(Cross-posted from the C.D. Cal. Federal Public Defender blog.)
In This Edition (to use bookmarks, first click blog post title):
Challenging "Other Acts" Evidence in a Drug Case? The FDEWI blog flags a couple of recent out-of-circuit cases that might help.
Fourth Amendment Standing after Jones. Is it different? Orin Kerr ponders the question.
Competency Best Practices. The National Judicial College (through funding from the Department of Justice) has launched its website Mental Competency - Best Practices Model. The site features tutorials, videos of mock competency hearings, sample reports, links to articles and legal authorities, and other resources. (Via Karen Franklin.)
CA Death Penalty "Simply Doesn't Work." Via Appeal and Habeas, Ron Briggs - the co-author of a 1978 California initiative that expanded the scope of capital crimes - writes in the Los Angeles Times that the California system is "a fiscal monster that's taking a human toll on the very people we wanted to protect." He now favors LWOP.
From the Department of Hypercorrections... The Jury Room limns some interesting research on the "hypercorrection effect," and gives a practice pointer on how to make it work for you (or at least not against you).
Hard Information on Easy Targets. The New York Times has this report on "How Companies Learn Your Secrets."
Top of the Ninth - 9th Cir. decisions released during the week.
• U.S. v. Lopez-Avila (order amending to deny government's motion to anonymize prosecutor named in case involving misconduct, and further chastising government for its continuing failure to own up to the problem).

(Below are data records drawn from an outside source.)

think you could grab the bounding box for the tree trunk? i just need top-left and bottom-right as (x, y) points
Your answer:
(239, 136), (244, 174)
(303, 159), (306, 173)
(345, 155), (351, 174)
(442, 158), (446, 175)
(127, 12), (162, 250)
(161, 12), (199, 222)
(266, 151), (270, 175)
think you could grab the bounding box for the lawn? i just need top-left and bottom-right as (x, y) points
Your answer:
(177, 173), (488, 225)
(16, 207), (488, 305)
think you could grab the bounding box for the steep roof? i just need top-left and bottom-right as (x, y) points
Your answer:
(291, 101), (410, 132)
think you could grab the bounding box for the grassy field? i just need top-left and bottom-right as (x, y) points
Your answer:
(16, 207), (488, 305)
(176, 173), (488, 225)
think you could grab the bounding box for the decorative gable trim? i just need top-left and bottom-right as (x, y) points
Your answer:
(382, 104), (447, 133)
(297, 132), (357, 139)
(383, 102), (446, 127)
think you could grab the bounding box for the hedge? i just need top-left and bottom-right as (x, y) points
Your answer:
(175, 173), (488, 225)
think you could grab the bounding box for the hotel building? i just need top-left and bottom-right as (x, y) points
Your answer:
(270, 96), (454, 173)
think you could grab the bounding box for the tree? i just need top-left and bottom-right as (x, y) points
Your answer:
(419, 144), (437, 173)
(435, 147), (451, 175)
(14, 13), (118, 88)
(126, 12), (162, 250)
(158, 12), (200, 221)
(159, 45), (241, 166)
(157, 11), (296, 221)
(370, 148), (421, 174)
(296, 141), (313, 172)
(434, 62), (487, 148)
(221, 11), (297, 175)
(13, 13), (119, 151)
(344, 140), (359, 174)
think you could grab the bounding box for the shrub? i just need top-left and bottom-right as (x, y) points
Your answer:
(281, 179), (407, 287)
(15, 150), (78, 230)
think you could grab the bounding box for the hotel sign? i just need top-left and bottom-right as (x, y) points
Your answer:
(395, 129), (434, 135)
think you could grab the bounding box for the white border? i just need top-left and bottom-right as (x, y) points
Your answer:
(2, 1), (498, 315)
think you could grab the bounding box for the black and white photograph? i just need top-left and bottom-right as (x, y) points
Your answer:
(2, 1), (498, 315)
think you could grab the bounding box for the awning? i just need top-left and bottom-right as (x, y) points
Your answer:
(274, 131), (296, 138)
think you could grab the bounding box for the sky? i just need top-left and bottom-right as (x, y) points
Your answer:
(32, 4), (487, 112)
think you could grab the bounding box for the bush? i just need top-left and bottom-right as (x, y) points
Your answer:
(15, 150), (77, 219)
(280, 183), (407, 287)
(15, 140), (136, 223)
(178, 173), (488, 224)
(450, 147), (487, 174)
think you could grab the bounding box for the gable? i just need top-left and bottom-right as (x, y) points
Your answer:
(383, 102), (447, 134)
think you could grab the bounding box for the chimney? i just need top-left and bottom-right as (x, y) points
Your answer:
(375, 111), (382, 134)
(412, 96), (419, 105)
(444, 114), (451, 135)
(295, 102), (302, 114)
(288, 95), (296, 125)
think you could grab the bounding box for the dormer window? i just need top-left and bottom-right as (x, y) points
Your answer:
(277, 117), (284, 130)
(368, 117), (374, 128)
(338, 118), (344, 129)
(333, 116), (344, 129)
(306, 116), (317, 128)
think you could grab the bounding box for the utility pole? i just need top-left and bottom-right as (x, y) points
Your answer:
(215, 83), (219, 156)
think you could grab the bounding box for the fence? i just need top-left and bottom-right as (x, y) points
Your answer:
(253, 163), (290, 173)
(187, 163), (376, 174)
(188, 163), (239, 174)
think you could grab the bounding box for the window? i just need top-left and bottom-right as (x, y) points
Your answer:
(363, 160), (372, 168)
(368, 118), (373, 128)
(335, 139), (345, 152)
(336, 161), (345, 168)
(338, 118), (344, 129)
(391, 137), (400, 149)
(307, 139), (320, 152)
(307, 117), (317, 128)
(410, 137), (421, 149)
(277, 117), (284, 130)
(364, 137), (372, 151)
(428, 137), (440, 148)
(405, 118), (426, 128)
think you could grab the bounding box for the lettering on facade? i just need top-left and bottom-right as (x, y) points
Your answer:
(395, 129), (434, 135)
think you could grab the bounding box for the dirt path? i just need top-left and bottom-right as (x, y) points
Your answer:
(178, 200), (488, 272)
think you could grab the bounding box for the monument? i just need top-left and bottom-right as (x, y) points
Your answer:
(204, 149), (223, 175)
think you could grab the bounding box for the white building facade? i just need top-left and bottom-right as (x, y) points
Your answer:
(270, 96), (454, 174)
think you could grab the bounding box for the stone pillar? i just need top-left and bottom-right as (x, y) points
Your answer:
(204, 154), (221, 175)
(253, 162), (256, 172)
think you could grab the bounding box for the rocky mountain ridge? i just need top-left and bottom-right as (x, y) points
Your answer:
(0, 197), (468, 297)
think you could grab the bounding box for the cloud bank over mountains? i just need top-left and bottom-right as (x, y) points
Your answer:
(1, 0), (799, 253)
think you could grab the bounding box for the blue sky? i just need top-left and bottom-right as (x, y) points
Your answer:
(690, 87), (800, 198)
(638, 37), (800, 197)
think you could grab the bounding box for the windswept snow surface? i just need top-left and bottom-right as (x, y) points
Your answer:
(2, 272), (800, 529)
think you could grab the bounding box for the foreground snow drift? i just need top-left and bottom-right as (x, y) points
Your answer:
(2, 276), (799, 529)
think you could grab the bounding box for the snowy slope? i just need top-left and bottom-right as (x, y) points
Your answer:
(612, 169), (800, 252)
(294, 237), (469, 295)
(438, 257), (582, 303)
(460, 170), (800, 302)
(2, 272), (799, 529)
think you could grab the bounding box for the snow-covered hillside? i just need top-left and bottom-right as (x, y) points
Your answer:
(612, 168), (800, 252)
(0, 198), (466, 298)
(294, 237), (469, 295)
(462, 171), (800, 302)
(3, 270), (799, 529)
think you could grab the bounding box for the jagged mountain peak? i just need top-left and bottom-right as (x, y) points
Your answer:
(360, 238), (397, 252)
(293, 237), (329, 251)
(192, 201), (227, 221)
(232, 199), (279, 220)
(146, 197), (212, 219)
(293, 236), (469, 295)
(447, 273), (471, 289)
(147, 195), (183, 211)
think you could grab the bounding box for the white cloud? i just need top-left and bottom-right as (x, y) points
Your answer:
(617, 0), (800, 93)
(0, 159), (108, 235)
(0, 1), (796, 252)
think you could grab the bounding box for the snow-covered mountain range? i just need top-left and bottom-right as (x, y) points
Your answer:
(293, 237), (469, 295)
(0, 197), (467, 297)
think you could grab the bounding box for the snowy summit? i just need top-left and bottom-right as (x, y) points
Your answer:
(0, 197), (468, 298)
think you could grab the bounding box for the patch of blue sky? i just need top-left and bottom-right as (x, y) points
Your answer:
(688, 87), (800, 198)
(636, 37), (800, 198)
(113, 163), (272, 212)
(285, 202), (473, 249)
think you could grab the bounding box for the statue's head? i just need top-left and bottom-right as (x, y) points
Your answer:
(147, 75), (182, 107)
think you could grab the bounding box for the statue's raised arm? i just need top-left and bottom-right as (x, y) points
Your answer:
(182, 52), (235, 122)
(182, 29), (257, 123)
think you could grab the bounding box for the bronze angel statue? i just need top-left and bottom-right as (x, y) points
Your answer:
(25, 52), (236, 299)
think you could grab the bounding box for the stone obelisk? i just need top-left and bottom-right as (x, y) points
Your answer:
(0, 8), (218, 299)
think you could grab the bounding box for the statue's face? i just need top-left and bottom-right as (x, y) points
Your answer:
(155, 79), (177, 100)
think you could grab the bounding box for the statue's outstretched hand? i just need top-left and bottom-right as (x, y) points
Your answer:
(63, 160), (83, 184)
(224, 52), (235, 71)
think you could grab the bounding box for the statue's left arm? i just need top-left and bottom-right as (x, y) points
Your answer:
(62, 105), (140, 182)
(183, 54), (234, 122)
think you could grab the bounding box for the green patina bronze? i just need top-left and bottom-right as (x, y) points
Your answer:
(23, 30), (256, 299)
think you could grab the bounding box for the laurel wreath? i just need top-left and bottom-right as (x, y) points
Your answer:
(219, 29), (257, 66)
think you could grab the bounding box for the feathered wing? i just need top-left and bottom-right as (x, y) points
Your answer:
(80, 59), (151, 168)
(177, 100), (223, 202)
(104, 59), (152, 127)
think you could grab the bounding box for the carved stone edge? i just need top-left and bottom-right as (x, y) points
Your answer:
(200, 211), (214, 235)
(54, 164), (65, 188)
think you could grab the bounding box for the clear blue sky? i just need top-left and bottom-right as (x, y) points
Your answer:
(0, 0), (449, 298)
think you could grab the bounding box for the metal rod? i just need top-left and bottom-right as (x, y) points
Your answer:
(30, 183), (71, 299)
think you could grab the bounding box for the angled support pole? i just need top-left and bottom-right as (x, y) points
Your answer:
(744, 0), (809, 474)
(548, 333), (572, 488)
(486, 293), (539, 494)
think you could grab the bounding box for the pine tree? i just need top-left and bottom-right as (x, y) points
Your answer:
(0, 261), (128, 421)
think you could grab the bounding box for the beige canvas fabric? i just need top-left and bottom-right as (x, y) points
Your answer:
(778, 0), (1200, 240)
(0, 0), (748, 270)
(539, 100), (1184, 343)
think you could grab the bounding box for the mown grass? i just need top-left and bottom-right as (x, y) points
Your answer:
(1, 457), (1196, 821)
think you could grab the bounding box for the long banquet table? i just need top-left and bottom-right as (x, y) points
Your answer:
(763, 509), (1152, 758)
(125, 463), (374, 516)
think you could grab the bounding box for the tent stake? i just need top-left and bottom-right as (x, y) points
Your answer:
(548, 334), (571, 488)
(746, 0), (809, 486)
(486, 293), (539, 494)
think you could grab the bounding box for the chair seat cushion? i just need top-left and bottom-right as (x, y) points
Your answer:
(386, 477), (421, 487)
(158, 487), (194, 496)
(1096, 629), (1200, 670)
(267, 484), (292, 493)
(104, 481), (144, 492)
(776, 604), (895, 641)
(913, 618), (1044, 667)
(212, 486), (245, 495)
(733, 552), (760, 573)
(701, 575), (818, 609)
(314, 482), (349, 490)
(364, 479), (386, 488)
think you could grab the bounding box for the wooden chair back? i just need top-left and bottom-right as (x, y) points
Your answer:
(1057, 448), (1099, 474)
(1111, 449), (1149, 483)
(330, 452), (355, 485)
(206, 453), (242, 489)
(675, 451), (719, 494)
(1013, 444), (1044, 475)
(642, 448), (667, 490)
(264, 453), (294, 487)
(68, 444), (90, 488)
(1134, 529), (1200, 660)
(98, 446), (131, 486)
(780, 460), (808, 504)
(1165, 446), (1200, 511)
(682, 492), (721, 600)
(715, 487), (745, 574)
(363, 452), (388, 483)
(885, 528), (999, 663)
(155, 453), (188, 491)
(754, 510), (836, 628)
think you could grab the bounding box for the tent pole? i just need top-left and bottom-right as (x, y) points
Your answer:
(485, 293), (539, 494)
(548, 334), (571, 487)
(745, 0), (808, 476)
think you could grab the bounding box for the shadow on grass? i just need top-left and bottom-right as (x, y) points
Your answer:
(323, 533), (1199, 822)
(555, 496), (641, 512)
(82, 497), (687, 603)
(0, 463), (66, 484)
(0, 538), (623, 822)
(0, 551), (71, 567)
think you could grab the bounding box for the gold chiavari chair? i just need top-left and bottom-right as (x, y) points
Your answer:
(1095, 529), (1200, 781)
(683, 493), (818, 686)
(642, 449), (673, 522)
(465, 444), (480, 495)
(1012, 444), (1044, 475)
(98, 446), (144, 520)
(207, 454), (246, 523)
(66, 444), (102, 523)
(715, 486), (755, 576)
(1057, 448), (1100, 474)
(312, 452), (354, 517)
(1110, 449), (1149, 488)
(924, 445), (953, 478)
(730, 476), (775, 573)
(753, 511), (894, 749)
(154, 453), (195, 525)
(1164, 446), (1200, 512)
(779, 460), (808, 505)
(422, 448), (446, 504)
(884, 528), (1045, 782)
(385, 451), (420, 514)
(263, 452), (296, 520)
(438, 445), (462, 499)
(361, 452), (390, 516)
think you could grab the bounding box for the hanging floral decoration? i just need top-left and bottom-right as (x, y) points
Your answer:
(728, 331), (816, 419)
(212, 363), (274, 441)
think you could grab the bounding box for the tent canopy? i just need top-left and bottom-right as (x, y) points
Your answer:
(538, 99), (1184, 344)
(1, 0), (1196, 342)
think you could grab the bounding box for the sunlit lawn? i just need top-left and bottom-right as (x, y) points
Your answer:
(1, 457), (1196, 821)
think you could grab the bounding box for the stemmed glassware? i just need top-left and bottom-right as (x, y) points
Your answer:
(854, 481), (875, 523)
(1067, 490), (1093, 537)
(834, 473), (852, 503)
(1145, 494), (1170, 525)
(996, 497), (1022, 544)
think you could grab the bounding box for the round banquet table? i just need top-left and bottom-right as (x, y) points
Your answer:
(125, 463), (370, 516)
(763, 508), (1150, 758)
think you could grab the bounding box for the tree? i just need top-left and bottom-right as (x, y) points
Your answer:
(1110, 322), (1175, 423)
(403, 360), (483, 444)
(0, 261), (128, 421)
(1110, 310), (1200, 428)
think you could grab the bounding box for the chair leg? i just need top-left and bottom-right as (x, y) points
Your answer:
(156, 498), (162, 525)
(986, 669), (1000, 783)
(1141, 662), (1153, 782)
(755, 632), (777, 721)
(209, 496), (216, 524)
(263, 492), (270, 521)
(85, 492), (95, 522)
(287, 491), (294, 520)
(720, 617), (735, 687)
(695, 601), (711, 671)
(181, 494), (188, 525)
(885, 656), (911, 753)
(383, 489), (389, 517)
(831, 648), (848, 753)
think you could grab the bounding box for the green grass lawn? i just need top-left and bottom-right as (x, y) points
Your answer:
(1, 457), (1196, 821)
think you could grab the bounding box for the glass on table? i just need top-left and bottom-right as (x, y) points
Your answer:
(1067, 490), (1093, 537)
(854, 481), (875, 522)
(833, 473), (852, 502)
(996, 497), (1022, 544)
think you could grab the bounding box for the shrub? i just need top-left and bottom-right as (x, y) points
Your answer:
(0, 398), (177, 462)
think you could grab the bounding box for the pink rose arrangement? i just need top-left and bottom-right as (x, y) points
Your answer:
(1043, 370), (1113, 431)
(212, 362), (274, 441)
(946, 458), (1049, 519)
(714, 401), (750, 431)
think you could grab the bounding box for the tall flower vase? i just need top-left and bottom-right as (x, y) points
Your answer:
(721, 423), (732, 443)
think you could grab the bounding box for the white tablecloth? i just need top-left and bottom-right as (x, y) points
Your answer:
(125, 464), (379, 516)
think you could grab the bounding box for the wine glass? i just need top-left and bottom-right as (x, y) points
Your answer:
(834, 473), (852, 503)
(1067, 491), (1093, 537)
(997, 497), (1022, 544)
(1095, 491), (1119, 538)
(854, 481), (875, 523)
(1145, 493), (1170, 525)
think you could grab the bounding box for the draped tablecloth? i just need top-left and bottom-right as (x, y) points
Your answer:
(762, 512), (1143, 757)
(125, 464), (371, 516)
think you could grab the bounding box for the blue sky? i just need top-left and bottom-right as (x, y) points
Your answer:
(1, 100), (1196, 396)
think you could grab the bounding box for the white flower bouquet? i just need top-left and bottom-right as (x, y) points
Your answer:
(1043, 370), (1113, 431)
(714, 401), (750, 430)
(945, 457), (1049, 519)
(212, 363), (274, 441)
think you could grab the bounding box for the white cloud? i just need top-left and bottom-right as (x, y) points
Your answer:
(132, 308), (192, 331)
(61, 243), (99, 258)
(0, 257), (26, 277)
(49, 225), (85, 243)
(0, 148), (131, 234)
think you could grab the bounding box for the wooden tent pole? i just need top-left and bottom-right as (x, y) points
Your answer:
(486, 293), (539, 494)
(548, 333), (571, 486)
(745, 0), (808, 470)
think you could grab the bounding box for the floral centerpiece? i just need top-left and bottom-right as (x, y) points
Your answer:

• U.S. v. Yeung (district court properly determined that among "victims" for MVRA purposes were trust companies who purchased loans from lenders before defendant's fraud had come to light and credit union which took over a loss when initial lender went into conservatorship) (restitution order was proper except amount of trust companies' losses was not sufficiently documented and explained). UPDATE (2.21.12): Ninth Circuit Blog's analysis here.
• Watison v. Carter (prisoner's rights) (humiliation allegedly caused by official in brushing his thigh against that of prisoner seated on toilet was not severe enough to state an Eighth Amendment claim) (but plaintiff did state a First Amendment retaliation claim in alleging, inter alia, that prison officials filed false disciplinary charges against him).
• U.S. v. McGarity (11th Cir.) (in case involving multi-defendant child pornography ring, obstruction count failed to adequately specify which official proceeding was obstructed) (convictions for child exploitation enterprise offense and related conspiracy to commit underlying acts were duplicative and violated double jeopardy) (prosecutor' appeal to emotions was clearly improper, though harmless) (remanding on restitutional, proximate cause issue).
• U.S. v. Moreno-Nanez (E.D. Cal.) (impoundment was unreasonable because driver was present and able to drive vehicle).
• U.S. v. Mayen-Munoz (D. R.I.) (handcuffing improperly turned Terry stop into arrest).
• Commonwealth v. Keefner (Mass.) (simple possession of small amount of marijuana, which is legal in state, did not justify search).
For the Bookworms - New books and scholarly articles of note.
•"Blaming as a Social Process: The Influence of Character and Moral Emotion on Blame," Janice Nadler, L & Contemp. Probs. (forthcoming) (SSRN) (marshals experimental evidence showing that perceptions of intent, foreseeability, and possibly causation can be colored by independent reasons for thinking the actor is a bad person - even when the actor's mental state was clearly specified).
•"'Shifted Science' and Post-Conviction Relief," Caitlin M. Plummer & Imran J. Syed, Stan. J. C.R. & C.L. (forthcoming) (SSRN) (addresses the standards that should apply on post-conviction review to scientific evidence that was legitimately relied upon for conviction but that has since been scientifically repudiated).
"Turner V. Rogers and the Right of Meaningful Access to the Courts," Laura Abel, Denver U. L. Rev. (forthcoming) (SSRN) (argues that after Turner v. Rogers, the only way to make the "meaningful access" standard meaningful is for the courts to empirically assess the capabilities of pro se litigants)
"Brady, Trust, and Error," Samuel R. Wiseman, Loy. J. Pub. Int. L. (2012) (SSRN) (tries to explain what's driving the Supreme Court's erosion of the Brady right and its remedies).
Prosecution Complex: America's Race to Convict and Its Impact on the Innocent, Daniel S. Medwed (2012) (Amazon) (argues that prosecutors' duel missions to win convictions and protect the rights of defendants creates a "prosecution complex" that animates how prosecutors treat potentially innocent defendants at all stages of the process ).